So, I’ll take the first one. Typically, you would get initial label to begin negotiations four to six weeks before your action date, as we indicated in our press release, when we announced priority review for teprotumumab, that it would be by the end of the year, which gives makes us feel very happy that those timelines are accelerated to begin label negotiations. So, that’s all we know at this point. And from our perspective, we continue to prepare for the advisory committee meeting and receipt of a label, and we’ve also made very good progress in all the pre-approval inspections, whether that be manufacturing our investigators and other. So, everything is on track to meet our expectations there.

With the first question that you pointed out quite well, we’ve had continued progress in the underlying growth of KRYSTEXXA along with the immunomodulation strategy, which we’ve seen from several data sets, a strong incremental response, as much as almost double of what we saw in the original clinical program. So, we continue to feel very confident that we can grow substantially with KRYSTEXXA. And as we continue to grow, we’ll continue to look at our long-term guidance. But, it’s well said by you.

Tina Ventura

Great. Thanks, Annabel. Kathryn, next question, please?

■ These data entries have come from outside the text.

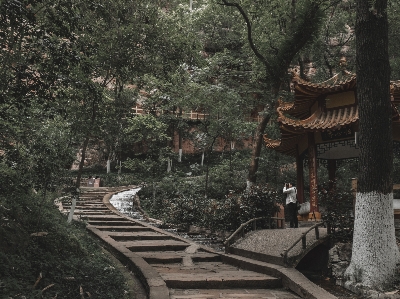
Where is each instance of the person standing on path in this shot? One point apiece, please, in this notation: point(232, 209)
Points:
point(291, 204)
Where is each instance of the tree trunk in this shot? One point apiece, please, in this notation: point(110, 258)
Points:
point(375, 252)
point(75, 195)
point(108, 165)
point(252, 176)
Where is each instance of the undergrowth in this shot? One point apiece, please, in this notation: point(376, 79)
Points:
point(63, 262)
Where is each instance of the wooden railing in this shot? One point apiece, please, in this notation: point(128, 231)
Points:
point(303, 239)
point(240, 231)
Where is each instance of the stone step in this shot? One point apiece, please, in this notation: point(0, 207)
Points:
point(133, 236)
point(121, 222)
point(231, 294)
point(169, 257)
point(93, 212)
point(111, 217)
point(153, 245)
point(226, 279)
point(135, 227)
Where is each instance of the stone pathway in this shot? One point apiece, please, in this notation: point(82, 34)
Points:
point(172, 267)
point(269, 244)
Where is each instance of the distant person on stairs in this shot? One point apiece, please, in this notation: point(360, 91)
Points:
point(291, 204)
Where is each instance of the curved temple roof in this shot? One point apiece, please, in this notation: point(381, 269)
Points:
point(295, 118)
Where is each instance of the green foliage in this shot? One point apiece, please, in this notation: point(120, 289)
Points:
point(180, 201)
point(337, 211)
point(66, 257)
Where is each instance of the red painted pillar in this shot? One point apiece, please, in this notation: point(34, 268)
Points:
point(300, 178)
point(312, 166)
point(331, 173)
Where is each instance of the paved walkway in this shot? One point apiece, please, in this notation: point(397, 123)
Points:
point(170, 267)
point(271, 243)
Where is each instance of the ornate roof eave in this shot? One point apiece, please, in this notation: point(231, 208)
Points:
point(320, 120)
point(287, 145)
point(306, 93)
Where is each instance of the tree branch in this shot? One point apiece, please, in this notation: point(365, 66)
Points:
point(249, 34)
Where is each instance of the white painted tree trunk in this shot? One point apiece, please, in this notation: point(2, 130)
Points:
point(169, 166)
point(72, 210)
point(249, 184)
point(373, 264)
point(108, 165)
point(154, 193)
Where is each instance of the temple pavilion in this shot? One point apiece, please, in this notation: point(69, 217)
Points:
point(322, 124)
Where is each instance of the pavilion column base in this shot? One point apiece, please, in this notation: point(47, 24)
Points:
point(312, 216)
point(303, 217)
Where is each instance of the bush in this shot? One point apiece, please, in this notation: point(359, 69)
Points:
point(66, 259)
point(181, 202)
point(337, 207)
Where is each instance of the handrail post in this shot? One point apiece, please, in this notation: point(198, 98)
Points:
point(317, 232)
point(285, 256)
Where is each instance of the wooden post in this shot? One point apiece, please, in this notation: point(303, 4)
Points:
point(300, 178)
point(304, 241)
point(312, 166)
point(354, 191)
point(331, 173)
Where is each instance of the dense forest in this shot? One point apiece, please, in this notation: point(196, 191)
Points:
point(72, 70)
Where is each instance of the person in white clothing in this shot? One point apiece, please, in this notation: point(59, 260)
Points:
point(291, 204)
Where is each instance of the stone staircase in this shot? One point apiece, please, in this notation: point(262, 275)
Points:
point(172, 267)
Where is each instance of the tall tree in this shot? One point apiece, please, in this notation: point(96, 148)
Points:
point(284, 28)
point(375, 252)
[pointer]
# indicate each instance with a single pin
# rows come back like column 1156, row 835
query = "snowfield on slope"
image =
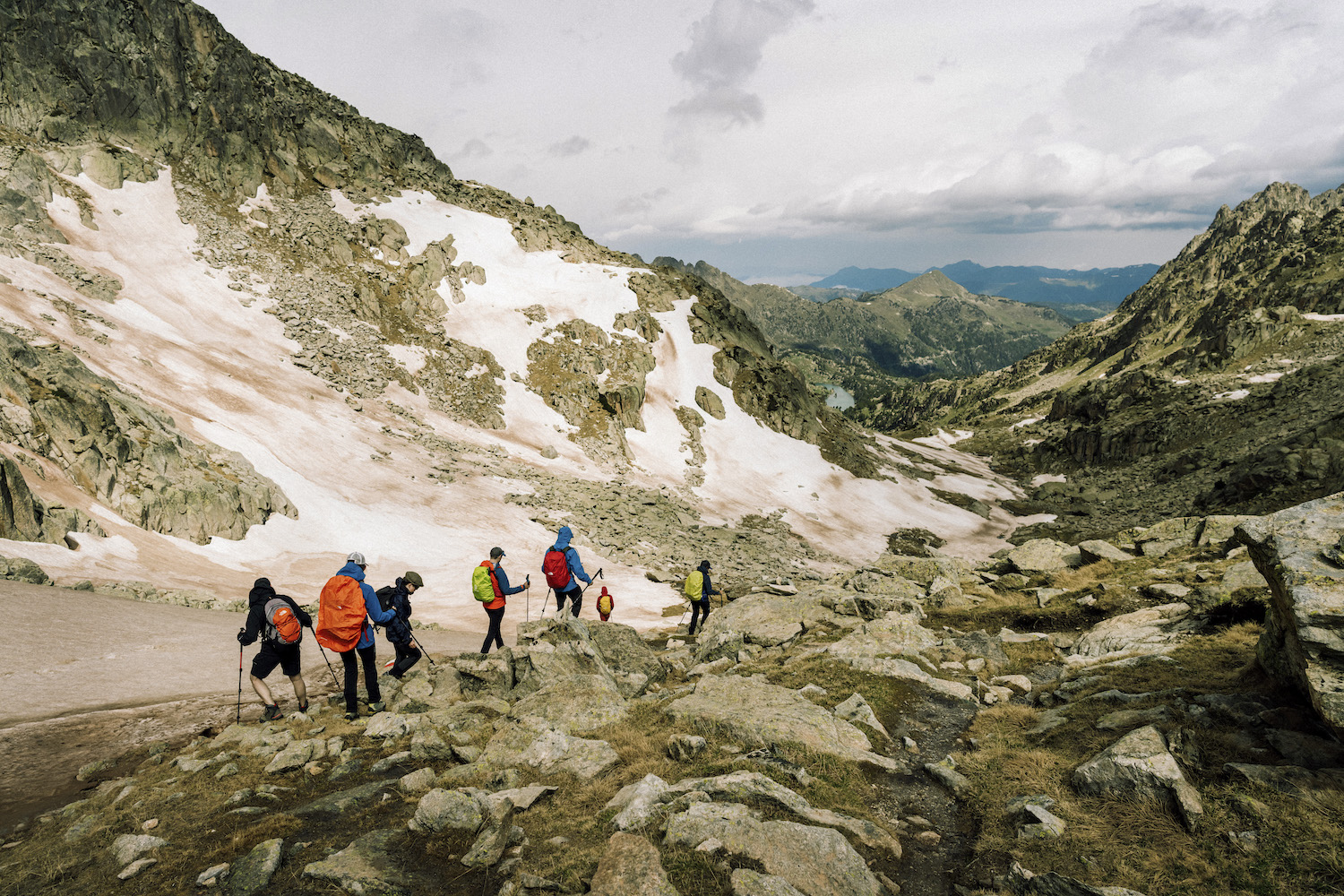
column 222, row 368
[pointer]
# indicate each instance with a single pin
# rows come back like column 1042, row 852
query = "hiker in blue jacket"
column 572, row 591
column 355, row 567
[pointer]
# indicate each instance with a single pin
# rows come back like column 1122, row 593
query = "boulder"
column 365, row 866
column 252, row 874
column 1096, row 551
column 581, row 702
column 631, row 866
column 1139, row 766
column 446, row 810
column 532, row 742
column 765, row 715
column 749, row 883
column 1159, row 629
column 1043, row 555
column 1304, row 630
column 817, row 861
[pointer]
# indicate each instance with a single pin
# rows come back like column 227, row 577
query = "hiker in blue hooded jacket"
column 572, row 573
column 366, row 649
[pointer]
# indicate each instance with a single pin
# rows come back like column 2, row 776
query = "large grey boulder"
column 631, row 866
column 365, row 868
column 581, row 702
column 1304, row 630
column 535, row 743
column 817, row 861
column 252, row 874
column 765, row 715
column 1159, row 629
column 1043, row 555
column 769, row 619
column 1139, row 766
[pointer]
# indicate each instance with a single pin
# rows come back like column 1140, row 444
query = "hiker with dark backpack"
column 698, row 590
column 564, row 571
column 280, row 624
column 343, row 613
column 489, row 586
column 398, row 630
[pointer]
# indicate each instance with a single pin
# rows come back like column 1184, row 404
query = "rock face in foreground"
column 1297, row 551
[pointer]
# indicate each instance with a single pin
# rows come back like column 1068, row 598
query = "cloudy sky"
column 782, row 140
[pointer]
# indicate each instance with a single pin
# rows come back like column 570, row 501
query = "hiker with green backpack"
column 489, row 586
column 698, row 590
column 280, row 624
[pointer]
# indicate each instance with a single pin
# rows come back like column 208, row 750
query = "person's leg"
column 351, row 667
column 370, row 659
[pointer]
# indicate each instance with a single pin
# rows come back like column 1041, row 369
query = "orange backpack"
column 340, row 614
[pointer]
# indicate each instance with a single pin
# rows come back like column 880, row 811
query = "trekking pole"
column 335, row 684
column 238, row 715
column 421, row 648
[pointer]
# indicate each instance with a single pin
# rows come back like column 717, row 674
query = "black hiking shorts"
column 276, row 654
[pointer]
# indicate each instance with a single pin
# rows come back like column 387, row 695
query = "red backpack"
column 281, row 624
column 556, row 568
column 340, row 614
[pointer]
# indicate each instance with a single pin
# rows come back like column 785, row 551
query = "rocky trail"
column 1059, row 719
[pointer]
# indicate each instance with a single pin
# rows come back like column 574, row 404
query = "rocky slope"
column 1212, row 389
column 809, row 740
column 238, row 314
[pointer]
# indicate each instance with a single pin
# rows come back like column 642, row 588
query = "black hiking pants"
column 368, row 657
column 575, row 597
column 494, row 634
column 699, row 610
column 408, row 654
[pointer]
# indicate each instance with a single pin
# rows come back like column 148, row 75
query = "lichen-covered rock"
column 1304, row 632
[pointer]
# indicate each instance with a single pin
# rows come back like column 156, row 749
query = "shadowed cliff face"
column 120, row 452
column 1211, row 390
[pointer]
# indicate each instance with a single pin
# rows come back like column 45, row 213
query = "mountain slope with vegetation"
column 1212, row 389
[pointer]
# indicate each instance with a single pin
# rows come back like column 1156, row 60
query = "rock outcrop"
column 1298, row 552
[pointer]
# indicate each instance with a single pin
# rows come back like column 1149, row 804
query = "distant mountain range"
column 1083, row 295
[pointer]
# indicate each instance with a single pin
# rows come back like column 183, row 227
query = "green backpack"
column 483, row 583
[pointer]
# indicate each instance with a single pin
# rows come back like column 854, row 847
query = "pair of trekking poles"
column 238, row 715
column 527, row 616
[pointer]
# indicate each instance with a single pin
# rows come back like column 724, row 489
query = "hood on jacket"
column 261, row 592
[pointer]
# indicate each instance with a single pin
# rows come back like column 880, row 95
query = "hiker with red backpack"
column 343, row 614
column 489, row 586
column 280, row 624
column 564, row 571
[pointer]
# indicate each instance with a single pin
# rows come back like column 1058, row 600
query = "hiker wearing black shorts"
column 701, row 608
column 564, row 571
column 400, row 630
column 271, row 651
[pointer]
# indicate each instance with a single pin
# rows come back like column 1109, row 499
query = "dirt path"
column 93, row 676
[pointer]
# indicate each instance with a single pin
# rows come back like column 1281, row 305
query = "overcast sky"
column 782, row 140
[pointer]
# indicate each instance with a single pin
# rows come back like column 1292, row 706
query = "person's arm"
column 304, row 619
column 502, row 579
column 577, row 565
column 249, row 634
column 373, row 607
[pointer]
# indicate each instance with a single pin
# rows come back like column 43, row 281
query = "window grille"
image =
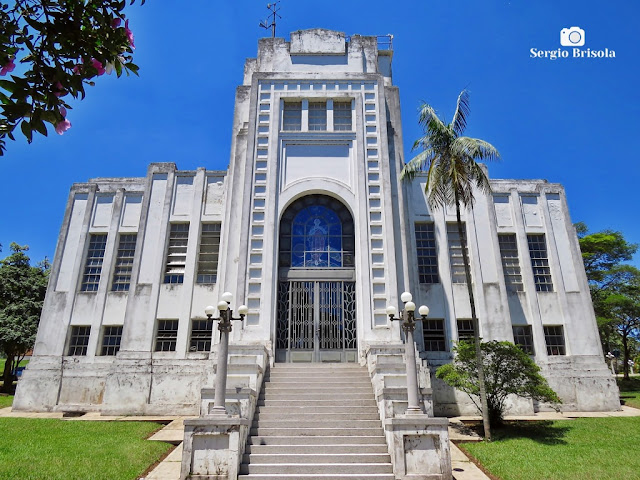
column 465, row 329
column 510, row 262
column 79, row 340
column 317, row 115
column 342, row 116
column 177, row 253
column 111, row 340
column 201, row 334
column 167, row 335
column 523, row 338
column 124, row 263
column 554, row 338
column 208, row 255
column 426, row 251
column 292, row 116
column 93, row 265
column 434, row 336
column 540, row 262
column 455, row 252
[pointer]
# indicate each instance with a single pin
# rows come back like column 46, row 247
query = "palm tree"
column 452, row 175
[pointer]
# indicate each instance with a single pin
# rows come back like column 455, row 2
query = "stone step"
column 297, row 476
column 317, row 441
column 316, row 432
column 331, row 380
column 316, row 423
column 326, row 449
column 336, row 397
column 316, row 458
column 314, row 468
column 310, row 402
column 305, row 409
column 315, row 416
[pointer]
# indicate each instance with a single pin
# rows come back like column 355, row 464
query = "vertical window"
column 124, row 263
column 455, row 252
column 201, row 333
column 317, row 115
column 523, row 338
column 554, row 338
column 510, row 262
column 540, row 262
column 79, row 340
column 176, row 253
column 426, row 251
column 111, row 340
column 434, row 337
column 208, row 254
column 341, row 116
column 167, row 336
column 292, row 116
column 465, row 329
column 93, row 265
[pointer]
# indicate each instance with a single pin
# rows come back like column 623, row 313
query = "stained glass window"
column 317, row 235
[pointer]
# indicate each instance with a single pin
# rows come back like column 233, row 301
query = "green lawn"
column 630, row 391
column 49, row 449
column 581, row 449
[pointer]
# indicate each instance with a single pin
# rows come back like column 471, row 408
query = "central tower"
column 313, row 196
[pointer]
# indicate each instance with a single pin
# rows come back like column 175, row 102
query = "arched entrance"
column 316, row 288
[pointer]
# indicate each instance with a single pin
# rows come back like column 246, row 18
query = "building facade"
column 311, row 228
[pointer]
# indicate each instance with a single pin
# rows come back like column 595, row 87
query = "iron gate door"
column 316, row 322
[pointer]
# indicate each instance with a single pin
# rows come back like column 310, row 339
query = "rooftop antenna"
column 273, row 7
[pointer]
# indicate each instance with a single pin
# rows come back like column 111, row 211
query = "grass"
column 581, row 449
column 630, row 391
column 49, row 449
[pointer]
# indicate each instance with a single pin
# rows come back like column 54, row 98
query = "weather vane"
column 273, row 7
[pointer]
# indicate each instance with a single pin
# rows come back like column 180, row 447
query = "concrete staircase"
column 317, row 421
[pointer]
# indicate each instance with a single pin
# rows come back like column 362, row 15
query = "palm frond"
column 475, row 149
column 459, row 121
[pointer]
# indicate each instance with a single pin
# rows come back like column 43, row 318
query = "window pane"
column 176, row 253
column 79, row 340
column 292, row 116
column 111, row 340
column 342, row 116
column 93, row 265
column 523, row 338
column 434, row 336
column 455, row 253
column 510, row 262
column 426, row 251
column 540, row 262
column 208, row 255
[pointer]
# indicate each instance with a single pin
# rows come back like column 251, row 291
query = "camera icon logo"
column 572, row 37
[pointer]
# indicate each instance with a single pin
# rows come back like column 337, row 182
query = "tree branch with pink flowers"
column 50, row 51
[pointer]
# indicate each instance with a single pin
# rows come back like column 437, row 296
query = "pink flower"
column 63, row 126
column 129, row 33
column 98, row 66
column 10, row 66
column 59, row 89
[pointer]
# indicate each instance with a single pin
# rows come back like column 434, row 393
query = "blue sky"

Our next question is Dana Flanders with Guggenheim. Your line is open.

Dana Flanders

Great. Thank you for the questions. And congrats on all the progress. My first one here is just on margin expansion. It seems like you’re making nice progress with the Orphan and Rheum business although arguably still just heavily under earning your peers. So, can you just speak to how you expect the Orphan and Rheum business to evolve as you get into 2021, and tepro and KRYSTEXXA topline growth just continues to ramp, and you’re able to just better leverage the investments you were making today? And my second question is just on biz development. I know you have some new leadership there. So, maybe just speak to the philosophy if that’s changed at all. And I know you have a lot on your plate but with net leverage only 1 times, maybe just speak to just how you’re viewing the landscape and opportunity sets into next year. Thank you.

Tim Walbert

Thanks, Dan. As I said in my remarks, ex our teprotumumab spend, this year, we see double-digit accretion from our base business. And Paul, maybe you speak to how you see it going long-term.

Paul Hoelscher

Yes. So, as Tim noted, the last couple of years have been heavy investment years, both in the expansion of KRYSTEXXA, commercial efforts and heavy spend on teprotumumab, both from the R&D side and from the prep for a potential launch next year. As we look at 2020, we will continue to have heavy investment behind teprotumumab, and we will not have a full-year of sales, so sales will ramp through the year. And so, we do not expect any significant margin expansion next year. But, as we move into 2021 as we have a full-year of growing teprotumumab sales, continued growth in KRYSTEXXA, we expect significant margin expansion driving from that Orphan and Rheum segment.

Tim Walbert

And Andy, do you want to talk about the BD strategy?

Andy Pasternak

Sure. Good morning. Thanks for the question, Dana. First, let me just say that I’m thrilled to be here and part of this team. And while this is technically my first week at Horizon, I have actually worked pretty closely with the team in recent years. So, let’s say, this is an informed move. So, just to put your question in context, I think that this team has made great progress in transforming Horizon into a profitable biopharma company. And, I think, we’re going to accelerate -- continue and accelerate that journey, which means deepening our presence in rare diseases, as well as attractive areas and rheumatology, nephrology, ophthalmology and endocrinology which are all areas where we have increasingly strong capabilities. And what that means from BD perspective is we’re focused on building a clinical stage pipeline or continuing to build enhancing a pipeline against those areas. I think, I don’t think that’s a significant change in philosophy. And we are seeing attractive opportunities. And you’re absolutely right that we’re in a position of strength in terms of the strong cash position, the limited leverage, and then just the strong ongoing cash flow of the business.

Tina Ventura

Thanks. Thanks, Dana. Kathryn, next question, please?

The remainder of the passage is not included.